Nighttime storms pose unique challenges for emergency managers

DES MOINES, Iowa — Ahead of Tuesday’s storm, Polk County Emergency Management is preparing as the region continues to recover from the March tornado. The county said it is still helping residents of Runnells and Pleasant Hill. However, this time around, county staff say they are better prepared for volunteers who want to help once the storm has passed.

“We were able to set up a hotline [to] know what [community]the needs were,” Polk County Deputy Emergency Management Director Dutch Geisinger said. “I think that will be a best practice moving forward.”

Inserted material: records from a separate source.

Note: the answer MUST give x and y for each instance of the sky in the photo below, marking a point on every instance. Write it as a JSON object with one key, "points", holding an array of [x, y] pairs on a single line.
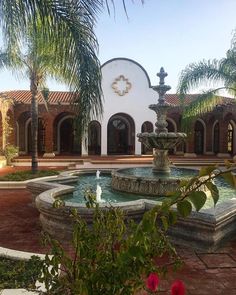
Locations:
{"points": [[168, 33]]}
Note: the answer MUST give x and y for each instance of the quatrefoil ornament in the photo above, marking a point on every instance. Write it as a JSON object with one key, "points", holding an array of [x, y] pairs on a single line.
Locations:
{"points": [[121, 85]]}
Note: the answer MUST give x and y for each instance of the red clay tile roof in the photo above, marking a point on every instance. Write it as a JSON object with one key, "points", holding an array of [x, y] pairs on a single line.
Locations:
{"points": [[55, 97], [24, 96]]}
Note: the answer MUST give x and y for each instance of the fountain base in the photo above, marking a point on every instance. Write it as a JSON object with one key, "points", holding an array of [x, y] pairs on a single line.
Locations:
{"points": [[143, 185]]}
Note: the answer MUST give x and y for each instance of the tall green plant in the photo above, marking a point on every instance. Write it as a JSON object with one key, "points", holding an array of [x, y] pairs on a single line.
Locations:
{"points": [[115, 255]]}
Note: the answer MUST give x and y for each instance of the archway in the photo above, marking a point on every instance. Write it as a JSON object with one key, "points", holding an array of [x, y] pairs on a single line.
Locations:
{"points": [[146, 127], [67, 140], [199, 134], [120, 135], [41, 136], [94, 138], [216, 137], [171, 128]]}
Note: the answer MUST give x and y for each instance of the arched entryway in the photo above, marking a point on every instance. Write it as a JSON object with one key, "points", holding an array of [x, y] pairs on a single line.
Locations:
{"points": [[171, 128], [216, 138], [199, 134], [94, 138], [120, 135], [146, 127], [41, 136], [68, 144]]}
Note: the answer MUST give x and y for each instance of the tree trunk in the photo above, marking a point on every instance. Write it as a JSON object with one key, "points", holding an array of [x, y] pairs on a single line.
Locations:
{"points": [[34, 123]]}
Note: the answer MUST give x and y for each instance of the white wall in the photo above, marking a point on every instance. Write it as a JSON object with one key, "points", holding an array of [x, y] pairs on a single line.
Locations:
{"points": [[134, 103]]}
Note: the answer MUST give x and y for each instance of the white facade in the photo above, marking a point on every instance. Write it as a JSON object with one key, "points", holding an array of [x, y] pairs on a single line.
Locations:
{"points": [[127, 90]]}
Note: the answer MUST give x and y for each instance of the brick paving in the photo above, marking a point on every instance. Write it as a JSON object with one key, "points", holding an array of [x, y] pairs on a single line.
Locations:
{"points": [[202, 273]]}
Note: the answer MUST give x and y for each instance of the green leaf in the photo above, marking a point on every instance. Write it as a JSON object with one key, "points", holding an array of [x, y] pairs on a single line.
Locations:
{"points": [[214, 191], [183, 182], [198, 199], [228, 164], [164, 222], [230, 178], [184, 208], [172, 217], [207, 170]]}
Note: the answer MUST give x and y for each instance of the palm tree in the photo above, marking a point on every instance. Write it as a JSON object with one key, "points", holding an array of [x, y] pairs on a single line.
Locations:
{"points": [[216, 72], [70, 25], [36, 60]]}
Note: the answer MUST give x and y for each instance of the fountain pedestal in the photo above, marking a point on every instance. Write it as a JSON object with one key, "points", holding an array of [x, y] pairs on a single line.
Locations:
{"points": [[161, 140], [161, 163]]}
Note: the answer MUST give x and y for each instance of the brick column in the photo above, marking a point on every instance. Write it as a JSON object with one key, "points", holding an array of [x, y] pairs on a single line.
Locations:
{"points": [[223, 149], [209, 137], [48, 119]]}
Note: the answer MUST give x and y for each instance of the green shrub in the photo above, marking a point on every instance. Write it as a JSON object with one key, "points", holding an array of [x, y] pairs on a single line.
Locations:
{"points": [[10, 152], [19, 274]]}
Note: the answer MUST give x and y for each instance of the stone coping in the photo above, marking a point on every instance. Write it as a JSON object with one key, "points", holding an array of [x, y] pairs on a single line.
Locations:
{"points": [[20, 255], [23, 184]]}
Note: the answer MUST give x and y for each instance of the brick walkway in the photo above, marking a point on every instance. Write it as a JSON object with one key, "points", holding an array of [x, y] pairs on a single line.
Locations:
{"points": [[202, 273]]}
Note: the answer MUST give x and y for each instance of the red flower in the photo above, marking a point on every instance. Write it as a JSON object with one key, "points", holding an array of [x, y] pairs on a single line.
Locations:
{"points": [[177, 288], [152, 282]]}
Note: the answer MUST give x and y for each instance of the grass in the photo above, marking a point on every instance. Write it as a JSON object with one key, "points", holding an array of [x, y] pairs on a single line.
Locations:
{"points": [[16, 274], [26, 175]]}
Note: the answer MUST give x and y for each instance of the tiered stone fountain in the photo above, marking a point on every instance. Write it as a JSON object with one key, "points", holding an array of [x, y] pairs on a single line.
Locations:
{"points": [[160, 141]]}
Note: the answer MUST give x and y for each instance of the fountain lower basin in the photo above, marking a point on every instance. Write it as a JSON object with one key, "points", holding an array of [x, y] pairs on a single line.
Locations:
{"points": [[205, 230], [146, 182]]}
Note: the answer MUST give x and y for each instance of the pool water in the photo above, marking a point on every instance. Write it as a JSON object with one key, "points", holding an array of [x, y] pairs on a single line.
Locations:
{"points": [[89, 182]]}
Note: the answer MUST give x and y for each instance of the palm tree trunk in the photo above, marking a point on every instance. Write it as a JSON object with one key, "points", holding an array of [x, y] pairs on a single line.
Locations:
{"points": [[34, 123]]}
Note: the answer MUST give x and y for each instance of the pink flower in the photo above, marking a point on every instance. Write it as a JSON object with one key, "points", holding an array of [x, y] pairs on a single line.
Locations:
{"points": [[177, 288], [152, 282]]}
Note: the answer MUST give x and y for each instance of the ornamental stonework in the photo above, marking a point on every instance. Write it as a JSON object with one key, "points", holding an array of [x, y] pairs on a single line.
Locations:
{"points": [[121, 85]]}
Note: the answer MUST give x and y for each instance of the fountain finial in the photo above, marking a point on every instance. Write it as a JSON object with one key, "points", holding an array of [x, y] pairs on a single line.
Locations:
{"points": [[162, 74], [161, 140]]}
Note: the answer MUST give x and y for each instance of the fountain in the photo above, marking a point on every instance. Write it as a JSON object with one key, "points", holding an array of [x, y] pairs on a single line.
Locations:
{"points": [[160, 183], [98, 172], [204, 230], [98, 194]]}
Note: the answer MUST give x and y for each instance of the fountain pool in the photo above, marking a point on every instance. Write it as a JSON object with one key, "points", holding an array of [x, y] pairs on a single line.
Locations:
{"points": [[87, 181], [137, 192]]}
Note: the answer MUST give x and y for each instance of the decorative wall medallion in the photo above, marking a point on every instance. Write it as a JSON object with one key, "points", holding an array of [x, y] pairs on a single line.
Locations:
{"points": [[121, 85]]}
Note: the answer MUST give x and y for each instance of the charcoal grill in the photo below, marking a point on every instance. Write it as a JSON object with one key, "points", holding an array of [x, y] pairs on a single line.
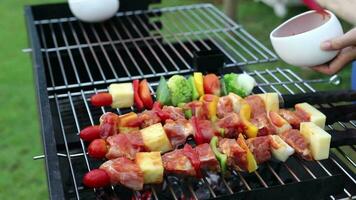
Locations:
{"points": [[73, 60]]}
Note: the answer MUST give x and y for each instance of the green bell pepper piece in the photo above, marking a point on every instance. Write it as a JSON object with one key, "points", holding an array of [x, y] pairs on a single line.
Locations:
{"points": [[188, 114], [195, 94], [162, 93], [223, 87], [222, 158]]}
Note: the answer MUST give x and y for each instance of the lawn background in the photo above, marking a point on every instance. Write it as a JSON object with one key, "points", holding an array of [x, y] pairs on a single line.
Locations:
{"points": [[20, 176]]}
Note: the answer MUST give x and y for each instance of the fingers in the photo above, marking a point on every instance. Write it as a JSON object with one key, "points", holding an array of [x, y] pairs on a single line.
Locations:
{"points": [[348, 39], [339, 62]]}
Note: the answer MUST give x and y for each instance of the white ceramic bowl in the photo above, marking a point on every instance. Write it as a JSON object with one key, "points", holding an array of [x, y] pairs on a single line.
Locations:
{"points": [[93, 10], [297, 41]]}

The county encourages all Iowans to create a safety kit that includes a flashlight, water and food that can last up to 24 to 48 hours. Then, stay indoors in bad weather. Also prepare an accommodation plan for you and your family. Finally, the county said everyone should follow the updated forecast.

“A lot of people depend on outdoor warning sirens, and that’s fine if you’re outdoors, but [it’s] not designed to be heard indoors and therefore have those other extra layers like an app on your phone,” said Polk County Emergency Management Director AJ Mumms.

If you hear warning sirens, the county is asking Polk County residents to refrain from calling 9-1-1, which is a phone number for life-threatening emergencies.

Additionally, the county also said that if you experience a power outage, avoid calling 9-1-1 instead of contacting your utility provider.